Documentation and Information:Computational clusters in Fine Hall

From CompudocWiki
Revision as of 11:16, 15 November 2005 by Plazonic (talk | contribs) (added macomp notes)
Jump to navigation Jump to search

Fine Hall machine room is currently hosting 3 different computational clusters:

Comp computational cluster

Description

Comp cluster is an older cluster consisting of 16 single CPU AMD Athlon machines with speeds around 1.6Ghz and memory per node ranging from 3.5GB to 512MB. Nodes are connected together with 100Mb ethernet networking and have 20GB-40GB hard drives.

Configuration

The cluster is integrated into Fine Hall Math/PACM network and all the cluster machines mount Math/PACM home directories and run the same operating system version as the rest of Fine Hall Linux machines - PU_IAS/Elders 2WS Linux (clone of RHEL4). The software set also closely matches Fine Hall Linux workstations though some of the graphical/desktop applications with no computational use have not been installed.

For temporary storage, besides /tmp, one can use also /scratch - with no quotas. It must be emphasized that both /scratch and /tmp cannot be used for permanent data storage and no crucial data should be stored there, e.g. use it for intermediate computational results. /tmp and /scratch are NOT backed up and can be erased at any time, especially if a reinstall of one or more machines is required or if one of these directories is full and other users need space. /tmp is also regularly cleaned up by a system job and any file in /tmp that hasn't been accessed in last 10 days will be deleted.

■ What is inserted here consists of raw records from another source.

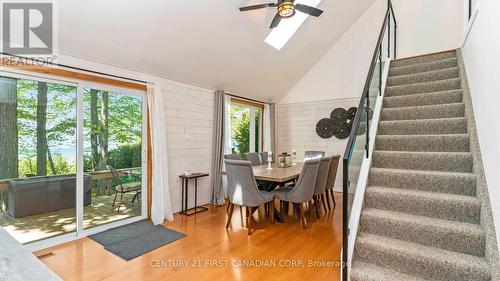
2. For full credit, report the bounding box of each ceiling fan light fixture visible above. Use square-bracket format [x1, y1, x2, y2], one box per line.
[278, 1, 295, 18]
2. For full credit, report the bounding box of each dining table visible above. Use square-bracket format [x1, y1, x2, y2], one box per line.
[252, 162, 304, 223]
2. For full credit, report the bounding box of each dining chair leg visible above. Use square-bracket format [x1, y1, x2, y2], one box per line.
[330, 188, 337, 207]
[247, 207, 252, 235]
[111, 190, 118, 207]
[293, 203, 301, 219]
[118, 192, 123, 212]
[268, 199, 274, 224]
[314, 196, 320, 219]
[325, 190, 332, 211]
[226, 203, 234, 228]
[320, 194, 328, 214]
[298, 203, 307, 229]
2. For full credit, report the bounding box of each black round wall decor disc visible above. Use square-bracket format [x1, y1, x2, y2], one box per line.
[335, 123, 350, 139]
[316, 118, 335, 139]
[330, 108, 349, 126]
[347, 107, 358, 120]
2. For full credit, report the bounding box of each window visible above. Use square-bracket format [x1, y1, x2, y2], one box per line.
[0, 73, 147, 243]
[230, 98, 263, 154]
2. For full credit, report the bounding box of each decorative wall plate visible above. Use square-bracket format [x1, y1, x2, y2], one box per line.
[316, 107, 360, 139]
[347, 107, 358, 120]
[330, 108, 349, 126]
[316, 118, 335, 139]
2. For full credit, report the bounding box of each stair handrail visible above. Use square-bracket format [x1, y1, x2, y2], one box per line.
[341, 0, 397, 281]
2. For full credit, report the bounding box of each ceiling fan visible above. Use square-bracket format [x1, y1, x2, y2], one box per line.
[240, 0, 323, 28]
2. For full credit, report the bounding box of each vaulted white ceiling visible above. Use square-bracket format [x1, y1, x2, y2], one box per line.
[58, 0, 374, 101]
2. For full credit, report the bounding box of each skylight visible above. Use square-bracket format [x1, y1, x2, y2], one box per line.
[264, 0, 321, 51]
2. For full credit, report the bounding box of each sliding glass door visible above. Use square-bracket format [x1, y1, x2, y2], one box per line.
[0, 72, 147, 245]
[0, 76, 77, 243]
[83, 88, 143, 228]
[230, 101, 263, 154]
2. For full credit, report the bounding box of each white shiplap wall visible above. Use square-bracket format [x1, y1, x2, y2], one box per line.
[161, 83, 214, 212]
[276, 98, 359, 190]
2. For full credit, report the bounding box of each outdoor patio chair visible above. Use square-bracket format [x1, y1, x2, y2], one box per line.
[107, 165, 142, 212]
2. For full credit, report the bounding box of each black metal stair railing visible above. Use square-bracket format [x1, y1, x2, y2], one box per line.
[342, 0, 397, 280]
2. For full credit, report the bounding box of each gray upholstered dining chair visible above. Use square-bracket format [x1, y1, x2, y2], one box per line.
[260, 151, 269, 164]
[274, 159, 320, 229]
[313, 156, 332, 219]
[304, 150, 325, 160]
[224, 160, 274, 235]
[245, 152, 262, 166]
[224, 153, 242, 160]
[325, 154, 340, 210]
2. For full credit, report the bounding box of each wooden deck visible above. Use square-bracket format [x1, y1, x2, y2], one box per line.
[35, 193, 342, 281]
[0, 194, 141, 243]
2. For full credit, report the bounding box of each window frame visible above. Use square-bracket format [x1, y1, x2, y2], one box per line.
[231, 97, 265, 153]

There is no special scheduling software in use and users are free to choose one or more machines on which to run their software.

Access

This cluster is fully accessible to all members of Math/PACM.

How to connect

Comp cluster node names are comp01, comp02, ..., comp16. You can connect to it with ssh but only from math.princeton.edu and pacm.princeton.edu. E.g. ssh comp08. In order to choose a machine which is not used or under less load run compload on either math.princeton.edu or pacm.princeton.edu.

Special Notes

We expect this cluster to be retired within a year or so.

Macomp computing cluster

Description

MaComp computational cluster consists of 26 dual Opteron 248 nodes (2.2Ghz operating frequency). Master node is equipped with 8GB of memory and the nodes with 2GB each. Nodes are connected with gigabit ethernet networking and have 120GB IDE hard drives.

Configuration

The cluster is integrated into Fine Hall Math/PACM network and all the cluster machines mount Math/PACM home directories. The operating system used on these machines is a clone of RHEL 3.

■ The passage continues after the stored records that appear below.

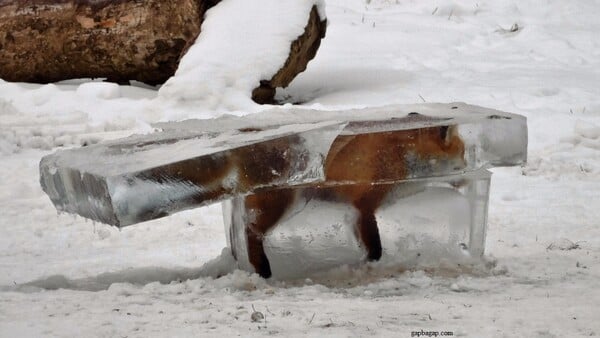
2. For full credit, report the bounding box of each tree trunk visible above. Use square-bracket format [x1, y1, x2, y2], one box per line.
[0, 0, 327, 103]
[0, 0, 212, 84]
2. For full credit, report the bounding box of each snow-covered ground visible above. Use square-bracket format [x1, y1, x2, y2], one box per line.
[0, 0, 600, 337]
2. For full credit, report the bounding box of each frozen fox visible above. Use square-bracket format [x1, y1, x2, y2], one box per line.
[234, 126, 465, 278]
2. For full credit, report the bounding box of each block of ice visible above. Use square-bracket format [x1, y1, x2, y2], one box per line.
[40, 103, 527, 226]
[223, 169, 490, 278]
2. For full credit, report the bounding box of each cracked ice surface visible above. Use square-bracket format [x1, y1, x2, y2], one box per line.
[40, 103, 527, 226]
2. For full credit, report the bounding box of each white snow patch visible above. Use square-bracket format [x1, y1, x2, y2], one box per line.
[159, 0, 324, 119]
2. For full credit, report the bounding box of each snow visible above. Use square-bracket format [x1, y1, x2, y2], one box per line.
[158, 0, 326, 120]
[0, 0, 600, 337]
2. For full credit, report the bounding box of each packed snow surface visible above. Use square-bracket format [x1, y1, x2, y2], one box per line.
[158, 0, 325, 119]
[0, 0, 600, 337]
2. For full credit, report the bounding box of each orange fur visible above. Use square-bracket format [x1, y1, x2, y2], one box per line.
[239, 126, 464, 278]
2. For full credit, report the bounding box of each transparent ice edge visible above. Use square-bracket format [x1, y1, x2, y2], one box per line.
[40, 103, 527, 226]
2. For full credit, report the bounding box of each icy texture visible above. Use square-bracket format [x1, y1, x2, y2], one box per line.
[223, 169, 490, 278]
[40, 122, 343, 226]
[159, 0, 325, 115]
[40, 103, 527, 226]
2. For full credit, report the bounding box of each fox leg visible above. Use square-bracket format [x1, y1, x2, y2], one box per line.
[245, 189, 294, 278]
[352, 185, 391, 261]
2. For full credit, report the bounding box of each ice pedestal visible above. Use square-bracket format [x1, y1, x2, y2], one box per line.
[223, 169, 491, 278]
[40, 103, 527, 226]
[40, 103, 527, 277]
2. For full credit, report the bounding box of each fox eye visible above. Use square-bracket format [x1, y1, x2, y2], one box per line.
[440, 126, 448, 141]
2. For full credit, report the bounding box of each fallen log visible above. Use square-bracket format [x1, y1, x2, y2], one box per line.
[0, 0, 207, 85]
[0, 0, 327, 103]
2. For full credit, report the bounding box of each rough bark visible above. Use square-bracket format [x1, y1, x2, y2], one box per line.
[252, 7, 327, 103]
[0, 0, 205, 84]
[0, 0, 327, 103]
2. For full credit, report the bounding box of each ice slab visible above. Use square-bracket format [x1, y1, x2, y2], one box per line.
[40, 103, 527, 226]
[223, 169, 491, 279]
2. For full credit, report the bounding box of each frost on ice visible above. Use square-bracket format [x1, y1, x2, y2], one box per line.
[40, 103, 527, 235]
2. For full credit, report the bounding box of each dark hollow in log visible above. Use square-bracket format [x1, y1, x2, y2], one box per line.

For temporary storage, besides /tmp, one can use also /scratch - with no quotas. It must be emphasized that both /scratch and /tmp cannot be used for permanent data storage and no crucial data should be stored there, e.g. use it for intermediate computational results. /tmp and /scratch are NOT backed up and can be erased at any time, especially if a reinstall of one or more machines is required or if one of these directories is full and other users need space. /tmp is also regularly cleaned up by a system job and any file in /tmp that hasn't been accessed in last 10 days will be deleted.

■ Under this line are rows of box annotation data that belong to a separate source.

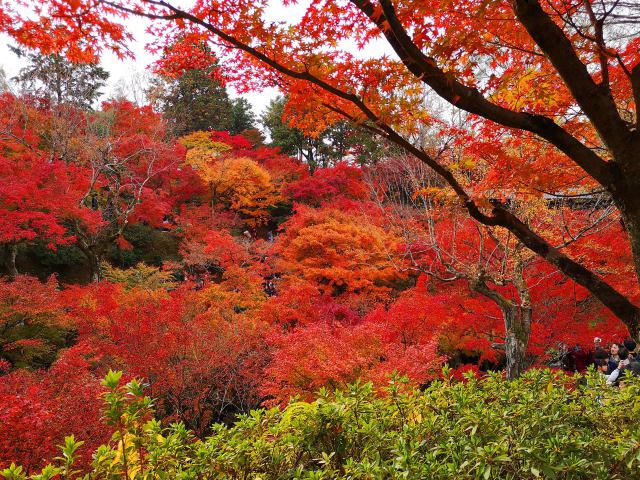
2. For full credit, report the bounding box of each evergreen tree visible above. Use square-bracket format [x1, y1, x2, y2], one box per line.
[261, 96, 383, 171]
[12, 48, 109, 110]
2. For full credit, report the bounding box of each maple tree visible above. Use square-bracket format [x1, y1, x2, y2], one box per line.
[2, 0, 640, 337]
[0, 93, 100, 277]
[274, 204, 402, 296]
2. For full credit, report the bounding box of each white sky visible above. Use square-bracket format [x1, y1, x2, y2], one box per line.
[0, 0, 316, 117]
[0, 0, 392, 117]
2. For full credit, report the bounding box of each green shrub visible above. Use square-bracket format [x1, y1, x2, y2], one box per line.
[3, 370, 640, 480]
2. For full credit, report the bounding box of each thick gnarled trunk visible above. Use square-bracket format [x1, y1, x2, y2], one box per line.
[501, 304, 531, 380]
[4, 243, 18, 280]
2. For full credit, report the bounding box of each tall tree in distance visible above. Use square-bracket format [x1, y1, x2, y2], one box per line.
[147, 39, 255, 135]
[12, 48, 109, 110]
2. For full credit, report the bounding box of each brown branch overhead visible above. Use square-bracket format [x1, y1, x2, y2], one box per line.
[630, 63, 640, 127]
[351, 0, 612, 185]
[105, 0, 640, 332]
[512, 0, 629, 156]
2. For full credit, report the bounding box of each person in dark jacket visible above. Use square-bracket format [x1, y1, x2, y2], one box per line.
[609, 342, 620, 375]
[622, 338, 638, 360]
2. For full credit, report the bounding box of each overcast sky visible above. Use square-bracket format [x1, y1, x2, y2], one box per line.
[0, 0, 393, 116]
[0, 0, 307, 116]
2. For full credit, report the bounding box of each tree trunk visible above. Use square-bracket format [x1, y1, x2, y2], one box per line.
[82, 247, 100, 283]
[501, 304, 531, 380]
[4, 243, 18, 280]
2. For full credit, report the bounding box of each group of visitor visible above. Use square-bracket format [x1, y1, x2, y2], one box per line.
[563, 337, 640, 385]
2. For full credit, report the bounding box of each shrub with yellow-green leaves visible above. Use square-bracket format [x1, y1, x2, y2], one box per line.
[2, 370, 640, 480]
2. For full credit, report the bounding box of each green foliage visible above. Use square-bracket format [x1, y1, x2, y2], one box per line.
[148, 64, 255, 135]
[107, 223, 180, 267]
[13, 48, 109, 109]
[100, 262, 176, 290]
[261, 96, 384, 170]
[8, 370, 640, 480]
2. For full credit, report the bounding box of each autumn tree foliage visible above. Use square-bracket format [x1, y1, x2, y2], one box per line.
[274, 204, 402, 296]
[2, 0, 640, 342]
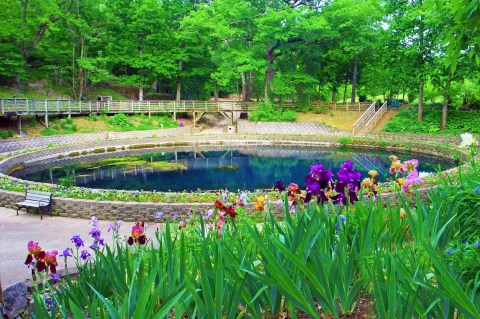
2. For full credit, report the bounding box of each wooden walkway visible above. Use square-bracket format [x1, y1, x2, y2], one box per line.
[0, 99, 371, 116]
[0, 98, 370, 131]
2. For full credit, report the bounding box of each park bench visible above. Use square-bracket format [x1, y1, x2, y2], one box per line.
[15, 189, 52, 219]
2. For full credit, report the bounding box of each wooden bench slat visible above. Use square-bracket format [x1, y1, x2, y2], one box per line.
[16, 190, 52, 219]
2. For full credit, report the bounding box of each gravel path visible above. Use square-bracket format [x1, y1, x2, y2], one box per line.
[0, 207, 156, 290]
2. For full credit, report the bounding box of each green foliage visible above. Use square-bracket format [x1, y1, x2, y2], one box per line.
[313, 103, 330, 114]
[58, 171, 74, 187]
[108, 113, 134, 131]
[338, 136, 352, 146]
[248, 103, 297, 122]
[384, 110, 480, 133]
[0, 130, 13, 139]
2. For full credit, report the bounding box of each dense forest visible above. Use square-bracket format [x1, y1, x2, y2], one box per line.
[0, 0, 480, 109]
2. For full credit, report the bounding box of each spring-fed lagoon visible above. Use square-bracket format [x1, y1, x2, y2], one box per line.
[12, 146, 454, 192]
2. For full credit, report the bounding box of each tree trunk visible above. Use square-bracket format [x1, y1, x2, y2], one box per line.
[213, 81, 218, 101]
[440, 72, 452, 131]
[78, 35, 87, 100]
[245, 71, 255, 102]
[175, 61, 183, 101]
[418, 80, 423, 122]
[265, 67, 275, 101]
[175, 75, 182, 101]
[138, 47, 144, 101]
[351, 57, 358, 103]
[332, 87, 337, 103]
[72, 43, 77, 100]
[241, 72, 247, 102]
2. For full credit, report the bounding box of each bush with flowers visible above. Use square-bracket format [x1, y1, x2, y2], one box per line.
[22, 136, 480, 318]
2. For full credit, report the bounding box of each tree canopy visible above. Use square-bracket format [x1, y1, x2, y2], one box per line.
[0, 0, 480, 109]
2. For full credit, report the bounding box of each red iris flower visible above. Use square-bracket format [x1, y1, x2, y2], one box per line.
[25, 240, 58, 274]
[215, 199, 227, 210]
[127, 220, 147, 245]
[25, 240, 45, 265]
[225, 206, 237, 218]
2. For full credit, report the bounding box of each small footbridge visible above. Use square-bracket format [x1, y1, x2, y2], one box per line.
[0, 98, 258, 127]
[352, 102, 387, 135]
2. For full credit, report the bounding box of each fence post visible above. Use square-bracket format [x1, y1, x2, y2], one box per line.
[45, 100, 48, 128]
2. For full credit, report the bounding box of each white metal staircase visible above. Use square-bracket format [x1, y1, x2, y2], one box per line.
[352, 102, 387, 134]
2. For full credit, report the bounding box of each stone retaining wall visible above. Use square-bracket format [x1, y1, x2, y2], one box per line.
[0, 127, 192, 153]
[0, 188, 434, 222]
[237, 120, 342, 135]
[0, 134, 458, 221]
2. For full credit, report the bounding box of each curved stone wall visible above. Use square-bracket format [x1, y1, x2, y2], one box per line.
[0, 135, 454, 221]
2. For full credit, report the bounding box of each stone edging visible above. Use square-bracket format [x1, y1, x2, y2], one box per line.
[0, 135, 460, 221]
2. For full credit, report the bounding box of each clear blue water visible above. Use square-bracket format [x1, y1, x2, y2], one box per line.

The scheduling software used is Sun's Grid Engine version 6.0 and all the jobs have to be submitted with SGE. Once logged in please check /usr/finehall/computing/sge/samples/readme.txt for basic instructions on how to submit jobs to SGE and in particular how to submit MPIch jobs. You can find sample submission scripts in /usr/finehall/computing/sge/samples

Access

At this time access is restricted to grant applicants/contributers.

How to connect

In order to connect to MaComp cluster you will have to login first to math.princeton.edu and from there you can:

ssh macomp

Login should proceed without the need to enter any passwords. If you are denied access or asked for a password then your account has not yet been allowed access to the cluster.

Wiffin computing cluster

Description

Wiffin computational cluster consists of 20 dual Xeon 2.2Ghz nodes. Half of the nodes have 2GB and the other half 4GB memory. Nodes are connected with gigabit ethernet networking.

Configuration

The cluster is running a version of RedHat Linux.

Scheduling software used is Sun's Grid Engine version 5.3 and all the jobs have to be submitted with SGE.

Access

The access to this cluster is restricted to members of Prof. Emily Carter's research group and it is not otherwise part of Fine Hall network of Math/PACM Linux machines.